Rumpke continues to enhance education efforts and to address the importance of recycling the right items.
“We are attempting to reach as many people as possible in a variety of ways,” said Amanda Pratt, Rumpke director of communications. “We have met face-to-face with municipal and commercial customers. Our social media continues to grow. We have sent direct mail pieces to nearly 100,000 residents. Our team speaks at countless conferences and workshops. Our tour program grows year after year.”
“It’s Going to Make Us Stronger”
China’s National Sword has affected the entire recycling industry. Rumpke is cooperating with the National Waste & Recycling Association (NWRA) and other industry leaders to research new markets and develop better technology.
“We continue to encourage China to work with U.S. recyclers to keep this valuable relationship intact and to give our companies time to respond to their new standards,” said NWRA President & CEO Darrell Smith, as reported by Waste360. “However, I remain optimistic that the waste handlers in the United States will find solutions to this bump in the road as they investigate new markets, develop new technological innovations, encourage new uses domestically for recyclables and use this as an opportunity to educate the American people about the importance of getting the trash out of the recyclables stream.”
Unfortunately, some states – especially in regions of the country dependent on export markets – have issued waivers to send recyclable material to the landfill. For example, there are some cities in California that exported over 80 percent of their processed recyclables to China.

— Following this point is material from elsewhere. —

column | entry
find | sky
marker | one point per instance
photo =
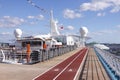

Rumpke is not dependent on export markets to sell recyclables. We have developed long-term, domestic customers for our processed material. Rumpke has NOT landfilled recyclables, and we will continue to work with credible end-users.
“Rumpke is not having to ask for waivers to put recyclable material in a landfill,” said Sargent. “This market situation as a result of China’s National Sword may require a couple of years to correct. New domestic markets for fiber and plastics are already under construction. The markets will begin to come back because the demand will be there. It will further prompt focus on domestic options to take care of most of our recycling consumption needs. In the meantime, we must focus on removing contaminants from our recycling stream before they enter our recycling facilities.”